E’ anche il giovane di bottega di un barbiere di lusso del centro storico di Firenze.
Un giovane barese di cinquantacinque anni.
Assolutamente convinto di essere identico a Toto Cotugno.
Anzi di essere il vero Toto Cotugno.
Peccato si chiami in un altro modo.
In ogni caso, porta un parrucchino con appiccicata la chioma del suo idolo.
Indossa improbabili camicie a righe, di una stoffa modellata sulla tappezzeria di una professoressa di inglese arrivata zitella alla soglia dei novanta anni.
Aperte su un petto, dove, fra i peli, si affaccia un crocefisso a forma di ancora con catenaria da petroliera.

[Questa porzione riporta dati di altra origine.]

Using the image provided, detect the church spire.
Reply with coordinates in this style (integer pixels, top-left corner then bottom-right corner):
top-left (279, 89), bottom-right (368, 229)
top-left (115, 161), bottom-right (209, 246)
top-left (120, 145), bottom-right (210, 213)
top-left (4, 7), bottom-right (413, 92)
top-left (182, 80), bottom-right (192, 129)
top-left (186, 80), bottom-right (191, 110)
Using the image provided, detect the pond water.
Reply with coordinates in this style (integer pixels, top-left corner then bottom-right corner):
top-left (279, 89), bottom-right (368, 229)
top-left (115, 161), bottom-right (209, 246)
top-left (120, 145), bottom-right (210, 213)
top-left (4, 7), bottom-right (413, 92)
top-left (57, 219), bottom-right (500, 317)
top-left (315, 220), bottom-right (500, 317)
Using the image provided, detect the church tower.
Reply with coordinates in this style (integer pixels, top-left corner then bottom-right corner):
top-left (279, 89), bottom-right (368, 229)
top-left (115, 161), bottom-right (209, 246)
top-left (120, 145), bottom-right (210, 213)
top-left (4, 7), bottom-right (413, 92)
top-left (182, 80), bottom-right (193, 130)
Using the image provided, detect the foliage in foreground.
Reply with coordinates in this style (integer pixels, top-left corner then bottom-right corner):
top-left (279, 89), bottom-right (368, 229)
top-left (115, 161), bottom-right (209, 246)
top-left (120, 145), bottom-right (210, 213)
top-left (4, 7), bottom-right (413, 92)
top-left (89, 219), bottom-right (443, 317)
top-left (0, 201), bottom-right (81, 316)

Le gambette affustate dentro a dei pantaloni di pelle, anche d’agosto, incredibilmente rigonfi laddove è opportuno.
Alla sera frequenta un night, sulle colline, dove verso la chiusura gli permettono di cantare e lui dice di accettare per filantropia, ma gli avventori non sono d’accordo.
D’estate, c’è sempre qualche festa dell’unità, del volontariato o di rifondazione che lo ospita, sgangherato, e, in questo caso, gli avventori criticano la sua arte in maniera molto più palese.
Al mattino, lo si vede davanti al Chiosco degli Sportivi che guarda il cartellone con le corse dei cavalli, di cui è un notevole esperto, discetta di handicap e stacco, trotto e galoppo, segna numeri e numeri su un taccuino che porta sempre con sé, in una calligrafia infantile ed incerta, finché non si gioca l’intero stipendio.
Ecco, uno così è contento.
Sorride sempre.
Anche se ha tre figli di cui non sa nulla da più di venti anni.
Anche se si accompagna ad una donna che non disdegna di proclamare – pubblicamente ed a voce alta – la sua inutilità, quando alla sera lo recupera dalla sala corse e se lo riporta a casa in un tornado di improperi e pedate che non gli lasciano nemmeno toccare terra.